Although Blake and his team were “left to it” by the network, it was tough competing against the slick international clips: in 1985, The Chills and Netherworld Dancing Toys were in the charts up against ‘Flashdance’ and Madonna’s ‘Into the Groove’.
Radio never really came to the party, either. Local songs and other alternative tracks went into the charts despite never being played on radio: both ‘Love Will Tear Us Apart’ and ‘Atmosphere’ by Joy Division went to No. 1 in 1981 and it was the video clip of ‘Poi E’ (first broadcast on Te Karere) that helped propel it to the top, not radio play. There was even a rumour that the sales of ‘Love Will Tear Us Apart’ were fabricated “by the record company buying countless singles or even hipster record shop employees filing false sales returns,” says Blake. “No proof ever materialised.”
The late 80s and early 90s became a boom time for music television. There were so many videos coming in, offshoot RTR shows were created to accommodate the volume and appease the record companies.
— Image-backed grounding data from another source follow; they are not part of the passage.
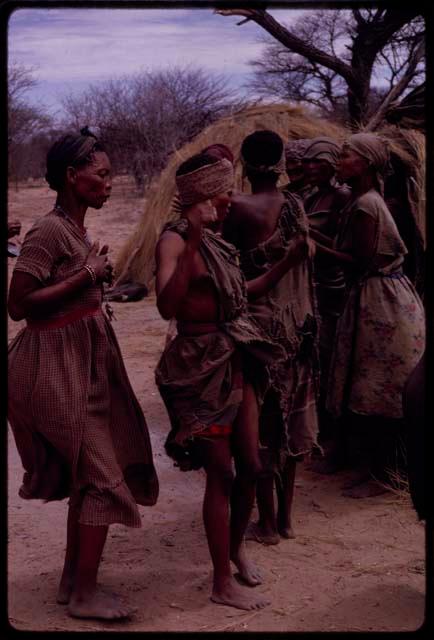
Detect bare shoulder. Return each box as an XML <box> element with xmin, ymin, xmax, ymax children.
<box><xmin>155</xmin><ymin>230</ymin><xmax>185</xmax><ymax>261</ymax></box>
<box><xmin>229</xmin><ymin>193</ymin><xmax>258</xmax><ymax>222</ymax></box>
<box><xmin>231</xmin><ymin>193</ymin><xmax>253</xmax><ymax>210</ymax></box>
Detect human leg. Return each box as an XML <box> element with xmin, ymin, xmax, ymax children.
<box><xmin>67</xmin><ymin>523</ymin><xmax>133</xmax><ymax>620</ymax></box>
<box><xmin>57</xmin><ymin>495</ymin><xmax>82</xmax><ymax>604</ymax></box>
<box><xmin>245</xmin><ymin>476</ymin><xmax>280</xmax><ymax>545</ymax></box>
<box><xmin>197</xmin><ymin>435</ymin><xmax>268</xmax><ymax>610</ymax></box>
<box><xmin>66</xmin><ymin>415</ymin><xmax>142</xmax><ymax>619</ymax></box>
<box><xmin>311</xmin><ymin>415</ymin><xmax>348</xmax><ymax>475</ymax></box>
<box><xmin>231</xmin><ymin>382</ymin><xmax>271</xmax><ymax>585</ymax></box>
<box><xmin>244</xmin><ymin>389</ymin><xmax>280</xmax><ymax>546</ymax></box>
<box><xmin>342</xmin><ymin>414</ymin><xmax>390</xmax><ymax>498</ymax></box>
<box><xmin>276</xmin><ymin>456</ymin><xmax>297</xmax><ymax>539</ymax></box>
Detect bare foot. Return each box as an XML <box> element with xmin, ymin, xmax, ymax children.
<box><xmin>68</xmin><ymin>589</ymin><xmax>133</xmax><ymax>620</ymax></box>
<box><xmin>231</xmin><ymin>546</ymin><xmax>263</xmax><ymax>586</ymax></box>
<box><xmin>342</xmin><ymin>479</ymin><xmax>389</xmax><ymax>499</ymax></box>
<box><xmin>58</xmin><ymin>583</ymin><xmax>120</xmax><ymax>606</ymax></box>
<box><xmin>57</xmin><ymin>579</ymin><xmax>73</xmax><ymax>605</ymax></box>
<box><xmin>277</xmin><ymin>510</ymin><xmax>295</xmax><ymax>539</ymax></box>
<box><xmin>245</xmin><ymin>521</ymin><xmax>279</xmax><ymax>546</ymax></box>
<box><xmin>278</xmin><ymin>524</ymin><xmax>295</xmax><ymax>539</ymax></box>
<box><xmin>211</xmin><ymin>578</ymin><xmax>270</xmax><ymax>611</ymax></box>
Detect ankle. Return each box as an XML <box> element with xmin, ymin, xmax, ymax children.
<box><xmin>258</xmin><ymin>520</ymin><xmax>277</xmax><ymax>535</ymax></box>
<box><xmin>213</xmin><ymin>573</ymin><xmax>233</xmax><ymax>592</ymax></box>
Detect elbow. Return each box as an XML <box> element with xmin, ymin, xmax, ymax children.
<box><xmin>8</xmin><ymin>301</ymin><xmax>25</xmax><ymax>322</ymax></box>
<box><xmin>156</xmin><ymin>299</ymin><xmax>175</xmax><ymax>322</ymax></box>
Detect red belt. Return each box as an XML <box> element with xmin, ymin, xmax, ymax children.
<box><xmin>26</xmin><ymin>305</ymin><xmax>101</xmax><ymax>330</ymax></box>
<box><xmin>200</xmin><ymin>424</ymin><xmax>232</xmax><ymax>437</ymax></box>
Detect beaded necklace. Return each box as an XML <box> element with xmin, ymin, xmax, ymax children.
<box><xmin>54</xmin><ymin>204</ymin><xmax>92</xmax><ymax>247</ymax></box>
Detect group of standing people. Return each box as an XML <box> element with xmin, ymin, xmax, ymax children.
<box><xmin>8</xmin><ymin>124</ymin><xmax>425</xmax><ymax>620</ymax></box>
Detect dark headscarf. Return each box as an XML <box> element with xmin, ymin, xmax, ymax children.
<box><xmin>202</xmin><ymin>143</ymin><xmax>234</xmax><ymax>165</ymax></box>
<box><xmin>285</xmin><ymin>139</ymin><xmax>310</xmax><ymax>163</ymax></box>
<box><xmin>45</xmin><ymin>127</ymin><xmax>104</xmax><ymax>192</ymax></box>
<box><xmin>303</xmin><ymin>137</ymin><xmax>341</xmax><ymax>169</ymax></box>
<box><xmin>344</xmin><ymin>132</ymin><xmax>390</xmax><ymax>195</ymax></box>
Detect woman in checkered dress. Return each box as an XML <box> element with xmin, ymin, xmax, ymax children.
<box><xmin>8</xmin><ymin>129</ymin><xmax>158</xmax><ymax>621</ymax></box>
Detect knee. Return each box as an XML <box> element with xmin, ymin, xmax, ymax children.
<box><xmin>236</xmin><ymin>458</ymin><xmax>264</xmax><ymax>481</ymax></box>
<box><xmin>221</xmin><ymin>468</ymin><xmax>235</xmax><ymax>495</ymax></box>
<box><xmin>207</xmin><ymin>465</ymin><xmax>235</xmax><ymax>496</ymax></box>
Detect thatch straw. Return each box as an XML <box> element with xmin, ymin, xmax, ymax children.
<box><xmin>115</xmin><ymin>103</ymin><xmax>346</xmax><ymax>288</ymax></box>
<box><xmin>115</xmin><ymin>103</ymin><xmax>425</xmax><ymax>290</ymax></box>
<box><xmin>377</xmin><ymin>124</ymin><xmax>426</xmax><ymax>244</ymax></box>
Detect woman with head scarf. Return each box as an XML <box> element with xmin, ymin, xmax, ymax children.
<box><xmin>155</xmin><ymin>151</ymin><xmax>310</xmax><ymax>610</ymax></box>
<box><xmin>300</xmin><ymin>137</ymin><xmax>351</xmax><ymax>468</ymax></box>
<box><xmin>169</xmin><ymin>142</ymin><xmax>235</xmax><ymax>218</ymax></box>
<box><xmin>314</xmin><ymin>132</ymin><xmax>425</xmax><ymax>498</ymax></box>
<box><xmin>8</xmin><ymin>128</ymin><xmax>159</xmax><ymax>620</ymax></box>
<box><xmin>281</xmin><ymin>138</ymin><xmax>312</xmax><ymax>200</ymax></box>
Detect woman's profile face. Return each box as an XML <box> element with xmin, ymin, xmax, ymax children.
<box><xmin>337</xmin><ymin>146</ymin><xmax>369</xmax><ymax>182</ymax></box>
<box><xmin>72</xmin><ymin>151</ymin><xmax>112</xmax><ymax>209</ymax></box>
<box><xmin>211</xmin><ymin>190</ymin><xmax>232</xmax><ymax>222</ymax></box>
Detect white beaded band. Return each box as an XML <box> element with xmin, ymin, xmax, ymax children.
<box><xmin>83</xmin><ymin>264</ymin><xmax>97</xmax><ymax>285</ymax></box>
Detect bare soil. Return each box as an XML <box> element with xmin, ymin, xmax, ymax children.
<box><xmin>7</xmin><ymin>182</ymin><xmax>426</xmax><ymax>632</ymax></box>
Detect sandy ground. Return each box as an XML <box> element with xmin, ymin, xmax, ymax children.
<box><xmin>7</xmin><ymin>181</ymin><xmax>426</xmax><ymax>632</ymax></box>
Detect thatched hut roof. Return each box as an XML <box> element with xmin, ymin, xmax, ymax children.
<box><xmin>377</xmin><ymin>124</ymin><xmax>425</xmax><ymax>238</ymax></box>
<box><xmin>385</xmin><ymin>83</ymin><xmax>425</xmax><ymax>132</ymax></box>
<box><xmin>115</xmin><ymin>103</ymin><xmax>425</xmax><ymax>290</ymax></box>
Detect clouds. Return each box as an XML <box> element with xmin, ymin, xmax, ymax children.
<box><xmin>8</xmin><ymin>7</ymin><xmax>302</xmax><ymax>115</ymax></box>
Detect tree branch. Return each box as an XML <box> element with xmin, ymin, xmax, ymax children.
<box><xmin>365</xmin><ymin>38</ymin><xmax>425</xmax><ymax>131</ymax></box>
<box><xmin>215</xmin><ymin>8</ymin><xmax>355</xmax><ymax>84</ymax></box>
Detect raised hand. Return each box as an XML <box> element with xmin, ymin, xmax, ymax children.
<box><xmin>8</xmin><ymin>220</ymin><xmax>22</xmax><ymax>239</ymax></box>
<box><xmin>185</xmin><ymin>200</ymin><xmax>218</xmax><ymax>247</ymax></box>
<box><xmin>85</xmin><ymin>242</ymin><xmax>114</xmax><ymax>284</ymax></box>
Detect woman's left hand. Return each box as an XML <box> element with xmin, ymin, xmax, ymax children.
<box><xmin>99</xmin><ymin>245</ymin><xmax>115</xmax><ymax>285</ymax></box>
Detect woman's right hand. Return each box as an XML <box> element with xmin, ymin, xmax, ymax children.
<box><xmin>8</xmin><ymin>220</ymin><xmax>22</xmax><ymax>239</ymax></box>
<box><xmin>284</xmin><ymin>234</ymin><xmax>310</xmax><ymax>265</ymax></box>
<box><xmin>85</xmin><ymin>242</ymin><xmax>113</xmax><ymax>283</ymax></box>
<box><xmin>185</xmin><ymin>200</ymin><xmax>218</xmax><ymax>247</ymax></box>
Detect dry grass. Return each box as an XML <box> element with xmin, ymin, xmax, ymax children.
<box><xmin>115</xmin><ymin>103</ymin><xmax>426</xmax><ymax>290</ymax></box>
<box><xmin>376</xmin><ymin>467</ymin><xmax>412</xmax><ymax>507</ymax></box>
<box><xmin>377</xmin><ymin>124</ymin><xmax>426</xmax><ymax>244</ymax></box>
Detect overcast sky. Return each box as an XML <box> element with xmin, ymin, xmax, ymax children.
<box><xmin>8</xmin><ymin>7</ymin><xmax>307</xmax><ymax>119</ymax></box>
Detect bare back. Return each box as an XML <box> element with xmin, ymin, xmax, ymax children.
<box><xmin>225</xmin><ymin>191</ymin><xmax>285</xmax><ymax>251</ymax></box>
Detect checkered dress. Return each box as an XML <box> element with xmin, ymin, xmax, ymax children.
<box><xmin>8</xmin><ymin>211</ymin><xmax>158</xmax><ymax>526</ymax></box>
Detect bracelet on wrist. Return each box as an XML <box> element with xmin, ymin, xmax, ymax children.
<box><xmin>83</xmin><ymin>264</ymin><xmax>97</xmax><ymax>285</ymax></box>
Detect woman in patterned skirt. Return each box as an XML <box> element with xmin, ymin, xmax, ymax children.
<box><xmin>8</xmin><ymin>129</ymin><xmax>158</xmax><ymax>620</ymax></box>
<box><xmin>313</xmin><ymin>132</ymin><xmax>425</xmax><ymax>498</ymax></box>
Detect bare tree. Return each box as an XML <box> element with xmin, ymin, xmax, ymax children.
<box><xmin>8</xmin><ymin>63</ymin><xmax>51</xmax><ymax>144</ymax></box>
<box><xmin>8</xmin><ymin>63</ymin><xmax>52</xmax><ymax>185</ymax></box>
<box><xmin>62</xmin><ymin>67</ymin><xmax>243</xmax><ymax>192</ymax></box>
<box><xmin>216</xmin><ymin>8</ymin><xmax>425</xmax><ymax>128</ymax></box>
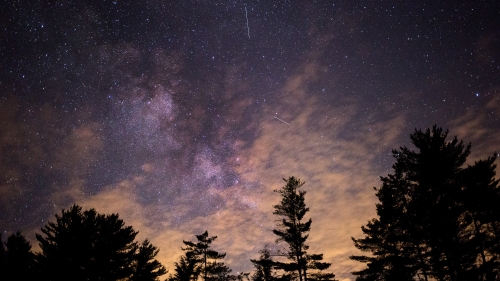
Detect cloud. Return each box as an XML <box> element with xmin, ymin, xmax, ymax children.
<box><xmin>219</xmin><ymin>56</ymin><xmax>411</xmax><ymax>280</ymax></box>
<box><xmin>53</xmin><ymin>123</ymin><xmax>104</xmax><ymax>177</ymax></box>
<box><xmin>448</xmin><ymin>86</ymin><xmax>500</xmax><ymax>164</ymax></box>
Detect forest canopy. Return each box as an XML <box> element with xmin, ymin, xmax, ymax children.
<box><xmin>351</xmin><ymin>126</ymin><xmax>500</xmax><ymax>281</ymax></box>
<box><xmin>4</xmin><ymin>205</ymin><xmax>168</xmax><ymax>281</ymax></box>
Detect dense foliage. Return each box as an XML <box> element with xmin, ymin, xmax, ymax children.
<box><xmin>351</xmin><ymin>126</ymin><xmax>500</xmax><ymax>281</ymax></box>
<box><xmin>169</xmin><ymin>231</ymin><xmax>233</xmax><ymax>281</ymax></box>
<box><xmin>0</xmin><ymin>232</ymin><xmax>37</xmax><ymax>281</ymax></box>
<box><xmin>251</xmin><ymin>247</ymin><xmax>281</xmax><ymax>281</ymax></box>
<box><xmin>0</xmin><ymin>205</ymin><xmax>166</xmax><ymax>281</ymax></box>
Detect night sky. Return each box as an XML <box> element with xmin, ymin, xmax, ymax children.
<box><xmin>1</xmin><ymin>1</ymin><xmax>499</xmax><ymax>280</ymax></box>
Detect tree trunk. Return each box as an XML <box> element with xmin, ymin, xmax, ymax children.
<box><xmin>415</xmin><ymin>243</ymin><xmax>428</xmax><ymax>281</ymax></box>
<box><xmin>473</xmin><ymin>215</ymin><xmax>487</xmax><ymax>266</ymax></box>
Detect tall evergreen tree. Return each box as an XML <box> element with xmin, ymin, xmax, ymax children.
<box><xmin>36</xmin><ymin>204</ymin><xmax>166</xmax><ymax>281</ymax></box>
<box><xmin>272</xmin><ymin>177</ymin><xmax>335</xmax><ymax>281</ymax></box>
<box><xmin>460</xmin><ymin>155</ymin><xmax>500</xmax><ymax>280</ymax></box>
<box><xmin>251</xmin><ymin>247</ymin><xmax>278</xmax><ymax>281</ymax></box>
<box><xmin>36</xmin><ymin>205</ymin><xmax>137</xmax><ymax>281</ymax></box>
<box><xmin>177</xmin><ymin>231</ymin><xmax>232</xmax><ymax>281</ymax></box>
<box><xmin>251</xmin><ymin>246</ymin><xmax>296</xmax><ymax>281</ymax></box>
<box><xmin>0</xmin><ymin>233</ymin><xmax>5</xmax><ymax>275</ymax></box>
<box><xmin>351</xmin><ymin>126</ymin><xmax>500</xmax><ymax>281</ymax></box>
<box><xmin>2</xmin><ymin>231</ymin><xmax>37</xmax><ymax>281</ymax></box>
<box><xmin>131</xmin><ymin>239</ymin><xmax>167</xmax><ymax>281</ymax></box>
<box><xmin>168</xmin><ymin>254</ymin><xmax>201</xmax><ymax>281</ymax></box>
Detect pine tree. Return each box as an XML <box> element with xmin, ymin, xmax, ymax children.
<box><xmin>272</xmin><ymin>177</ymin><xmax>335</xmax><ymax>281</ymax></box>
<box><xmin>131</xmin><ymin>239</ymin><xmax>167</xmax><ymax>281</ymax></box>
<box><xmin>168</xmin><ymin>254</ymin><xmax>201</xmax><ymax>281</ymax></box>
<box><xmin>178</xmin><ymin>231</ymin><xmax>232</xmax><ymax>281</ymax></box>
<box><xmin>36</xmin><ymin>204</ymin><xmax>166</xmax><ymax>281</ymax></box>
<box><xmin>351</xmin><ymin>126</ymin><xmax>500</xmax><ymax>281</ymax></box>
<box><xmin>251</xmin><ymin>247</ymin><xmax>278</xmax><ymax>281</ymax></box>
<box><xmin>3</xmin><ymin>231</ymin><xmax>37</xmax><ymax>281</ymax></box>
<box><xmin>251</xmin><ymin>246</ymin><xmax>297</xmax><ymax>281</ymax></box>
<box><xmin>461</xmin><ymin>155</ymin><xmax>500</xmax><ymax>280</ymax></box>
<box><xmin>36</xmin><ymin>205</ymin><xmax>137</xmax><ymax>280</ymax></box>
<box><xmin>0</xmin><ymin>234</ymin><xmax>5</xmax><ymax>274</ymax></box>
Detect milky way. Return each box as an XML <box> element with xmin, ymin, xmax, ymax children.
<box><xmin>1</xmin><ymin>1</ymin><xmax>499</xmax><ymax>280</ymax></box>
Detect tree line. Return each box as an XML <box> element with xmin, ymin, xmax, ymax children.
<box><xmin>1</xmin><ymin>126</ymin><xmax>499</xmax><ymax>281</ymax></box>
<box><xmin>0</xmin><ymin>175</ymin><xmax>335</xmax><ymax>281</ymax></box>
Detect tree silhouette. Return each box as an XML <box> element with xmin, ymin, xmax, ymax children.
<box><xmin>174</xmin><ymin>231</ymin><xmax>232</xmax><ymax>281</ymax></box>
<box><xmin>272</xmin><ymin>177</ymin><xmax>336</xmax><ymax>281</ymax></box>
<box><xmin>0</xmin><ymin>234</ymin><xmax>4</xmax><ymax>274</ymax></box>
<box><xmin>460</xmin><ymin>155</ymin><xmax>500</xmax><ymax>280</ymax></box>
<box><xmin>351</xmin><ymin>126</ymin><xmax>500</xmax><ymax>281</ymax></box>
<box><xmin>306</xmin><ymin>254</ymin><xmax>337</xmax><ymax>281</ymax></box>
<box><xmin>251</xmin><ymin>247</ymin><xmax>278</xmax><ymax>281</ymax></box>
<box><xmin>168</xmin><ymin>254</ymin><xmax>201</xmax><ymax>281</ymax></box>
<box><xmin>132</xmin><ymin>239</ymin><xmax>167</xmax><ymax>281</ymax></box>
<box><xmin>1</xmin><ymin>231</ymin><xmax>37</xmax><ymax>281</ymax></box>
<box><xmin>234</xmin><ymin>272</ymin><xmax>251</xmax><ymax>281</ymax></box>
<box><xmin>250</xmin><ymin>246</ymin><xmax>294</xmax><ymax>281</ymax></box>
<box><xmin>36</xmin><ymin>204</ymin><xmax>166</xmax><ymax>281</ymax></box>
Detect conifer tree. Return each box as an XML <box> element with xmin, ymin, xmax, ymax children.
<box><xmin>168</xmin><ymin>254</ymin><xmax>201</xmax><ymax>281</ymax></box>
<box><xmin>132</xmin><ymin>239</ymin><xmax>167</xmax><ymax>281</ymax></box>
<box><xmin>36</xmin><ymin>205</ymin><xmax>137</xmax><ymax>281</ymax></box>
<box><xmin>272</xmin><ymin>177</ymin><xmax>335</xmax><ymax>281</ymax></box>
<box><xmin>0</xmin><ymin>234</ymin><xmax>5</xmax><ymax>273</ymax></box>
<box><xmin>179</xmin><ymin>231</ymin><xmax>232</xmax><ymax>281</ymax></box>
<box><xmin>460</xmin><ymin>155</ymin><xmax>500</xmax><ymax>280</ymax></box>
<box><xmin>36</xmin><ymin>204</ymin><xmax>166</xmax><ymax>281</ymax></box>
<box><xmin>351</xmin><ymin>126</ymin><xmax>500</xmax><ymax>280</ymax></box>
<box><xmin>3</xmin><ymin>231</ymin><xmax>37</xmax><ymax>281</ymax></box>
<box><xmin>251</xmin><ymin>247</ymin><xmax>279</xmax><ymax>281</ymax></box>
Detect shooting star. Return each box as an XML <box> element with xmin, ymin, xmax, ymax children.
<box><xmin>274</xmin><ymin>116</ymin><xmax>290</xmax><ymax>126</ymax></box>
<box><xmin>245</xmin><ymin>7</ymin><xmax>250</xmax><ymax>39</ymax></box>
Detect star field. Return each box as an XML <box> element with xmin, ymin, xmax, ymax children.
<box><xmin>1</xmin><ymin>1</ymin><xmax>499</xmax><ymax>280</ymax></box>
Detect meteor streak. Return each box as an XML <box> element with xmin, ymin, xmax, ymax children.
<box><xmin>245</xmin><ymin>7</ymin><xmax>250</xmax><ymax>39</ymax></box>
<box><xmin>274</xmin><ymin>116</ymin><xmax>290</xmax><ymax>126</ymax></box>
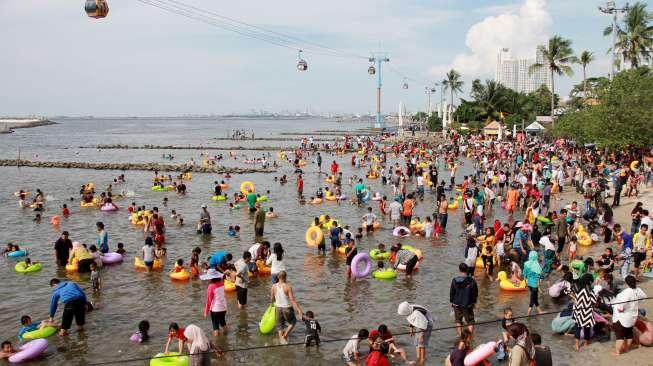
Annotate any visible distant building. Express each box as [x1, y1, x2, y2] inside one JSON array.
[[495, 47, 552, 94]]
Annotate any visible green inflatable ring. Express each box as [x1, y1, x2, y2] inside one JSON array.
[[256, 195, 268, 202], [149, 352, 189, 366], [537, 216, 552, 224], [372, 269, 397, 280], [369, 249, 390, 261], [259, 304, 276, 334], [23, 326, 57, 340], [15, 262, 42, 273], [211, 195, 226, 201]]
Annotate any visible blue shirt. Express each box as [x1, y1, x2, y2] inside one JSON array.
[[18, 322, 41, 339], [209, 251, 227, 268], [619, 231, 633, 250], [330, 227, 341, 245], [50, 281, 87, 317], [513, 229, 530, 250], [97, 230, 109, 253]]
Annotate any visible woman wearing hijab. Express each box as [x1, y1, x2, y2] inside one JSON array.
[[507, 323, 535, 366], [564, 273, 597, 351], [523, 251, 544, 315], [183, 324, 218, 366]]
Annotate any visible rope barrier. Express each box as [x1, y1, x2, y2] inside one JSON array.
[[84, 295, 653, 365]]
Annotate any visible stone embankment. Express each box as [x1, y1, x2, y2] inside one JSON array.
[[77, 144, 355, 152], [0, 159, 276, 174]]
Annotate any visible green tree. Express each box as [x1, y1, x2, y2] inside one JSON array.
[[529, 35, 577, 123], [443, 69, 464, 107], [426, 114, 443, 132], [576, 50, 595, 97], [554, 67, 653, 149], [568, 77, 610, 110], [469, 79, 509, 121], [412, 111, 428, 122], [526, 85, 557, 116], [604, 2, 653, 69], [452, 100, 478, 124]]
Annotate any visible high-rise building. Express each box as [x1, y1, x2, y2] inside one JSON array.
[[495, 47, 551, 93]]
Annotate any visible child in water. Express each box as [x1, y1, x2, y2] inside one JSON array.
[[345, 240, 358, 279], [190, 247, 201, 278], [302, 311, 322, 347], [0, 341, 17, 359], [174, 259, 184, 272], [164, 322, 186, 354], [18, 315, 57, 340], [116, 242, 126, 255], [130, 320, 150, 343], [90, 262, 101, 292], [228, 226, 236, 237], [62, 204, 70, 217]]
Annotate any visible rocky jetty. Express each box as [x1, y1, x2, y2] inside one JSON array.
[[0, 159, 276, 174]]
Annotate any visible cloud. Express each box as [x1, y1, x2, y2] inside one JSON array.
[[430, 0, 552, 82]]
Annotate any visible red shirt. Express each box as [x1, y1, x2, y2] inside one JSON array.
[[169, 328, 187, 341], [62, 208, 70, 216], [297, 178, 304, 192], [368, 329, 393, 343]]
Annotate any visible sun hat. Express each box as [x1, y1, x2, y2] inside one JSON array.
[[201, 204, 207, 208], [397, 301, 412, 316], [199, 268, 223, 281]]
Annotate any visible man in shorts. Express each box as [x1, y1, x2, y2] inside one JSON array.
[[397, 301, 434, 364], [449, 263, 478, 337], [362, 207, 377, 234], [234, 251, 252, 309], [48, 278, 88, 336]]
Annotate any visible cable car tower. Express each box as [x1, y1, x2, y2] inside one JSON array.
[[368, 52, 389, 130]]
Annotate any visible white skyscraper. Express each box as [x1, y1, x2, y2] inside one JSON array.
[[495, 47, 551, 93]]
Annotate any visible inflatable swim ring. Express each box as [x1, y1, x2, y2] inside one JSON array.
[[8, 339, 48, 363], [134, 257, 162, 271], [350, 253, 372, 278], [149, 352, 189, 366], [369, 249, 390, 260], [464, 341, 497, 366], [325, 193, 336, 201], [80, 201, 98, 208], [401, 245, 423, 260], [100, 204, 118, 212], [211, 195, 226, 201], [325, 175, 335, 184], [240, 181, 255, 194], [6, 249, 27, 258], [497, 271, 527, 291], [22, 326, 56, 340], [576, 227, 592, 246], [536, 216, 552, 225], [150, 186, 172, 192], [305, 226, 324, 247], [15, 261, 42, 273], [635, 319, 653, 346], [475, 256, 496, 268], [372, 269, 397, 280], [392, 226, 411, 237], [259, 304, 276, 334], [448, 202, 459, 210], [224, 280, 236, 292], [311, 198, 323, 204], [256, 195, 268, 202], [170, 270, 190, 281], [256, 260, 271, 275], [65, 260, 79, 273], [337, 245, 348, 255], [101, 252, 123, 265]]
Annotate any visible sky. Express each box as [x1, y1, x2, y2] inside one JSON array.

RTR Video Releases led the spinoffs in 1982 (for songs “bubbling under the Top 20”; later re-named RTR New Releases), followed byRTR Mega-mix in 1988, and RTR Sounz in 1989.
Blake wrote a new theme tune in the early 80s, a bouncy number that sprang from his experiments with the new technology of synthesisers and drum machines, “which were also influencing pop music arrangements at the time”. In 1987, the original show was rebranded as RTR Countdown, and there was another titles update in the late 80s featuring a dancing figure called Start, created by visual effects whiz John Sheils.
Despite all the offshoot shows, the RTR brand was losing its gloss. Competition arrived from new channel TV3, which launched Shakedown in 1989 and TVFM in 1991, the same year that RTR was cancelled. It had set the scene, however, for the slew of music shows that would follow in the 90s, including Frenzy, Music Nation and Squeeze. Max TV began in 1993 and Juice TV in 1994. TVNZ also experimented with MTV.
There was a dilution, says Irene Gardiner, who worked in the TVNZ music unit at Avalon as a trainee director in the late 80s. RTR Countdown left prime-time “because the music video thing just wasn’t so new and special any more” and those massive ratings disappeared. In 1986, a dispute between the record companies and TVNZ about payment for music videos also didn’t help, as TVNZ took all its music shows off air.
Mandy Toogood, who worked on the show between 1984 and 1989 and became producer after Peter Blake, remembers a slow decline in viewership as more options became available. In its heyday, Ready to Roll was, in the pop genre, “the only way you could see what was happening, especially with international music”. The charts were also important as, “back then, you could only buy the CD or the record,” says Toogood, “but now, there’s so many different ways of getting music, it’s not quite the same.
“Nobody would watch a music show now.”
Ready to Roll’s name change to RTR Countdown came in 1987, when the magazine, edited by Gary Steel, was launched. The show, along with all of TVNZ’s music output, was moved to Auckland’s “rock unit” and Robert Rakete shepherded RTR through its final years in the early 90s. Then there was a surprising revival in 2000, which was hosted by Erika Takacs and lasted four years.
But the seismic changes wrought by the internet and music- and video-sharing websites mean that we no longer need a TV show to tell us what is hot or not – we can curate our own charts, especially since the arrival of the first iPod in 2001 and YouTube in 2005. As charts lost their meaning, TV music shows took a hit. In the UK, Top of the Pops, which began in 1964, threw in the towel in 2006.
Sales charts are still a thing: the Billboard 100 is a big deal in the US, but the music industry has had to pivot to a new world in which kids are making and uploading their own music and where an artist on TikTok can have a hit that goes to No. 1 every time it is remixed.
Even music video clips aren’t what they were, but looking back on an era when local music struggled for recognition, as a cultural force, RTR played its part.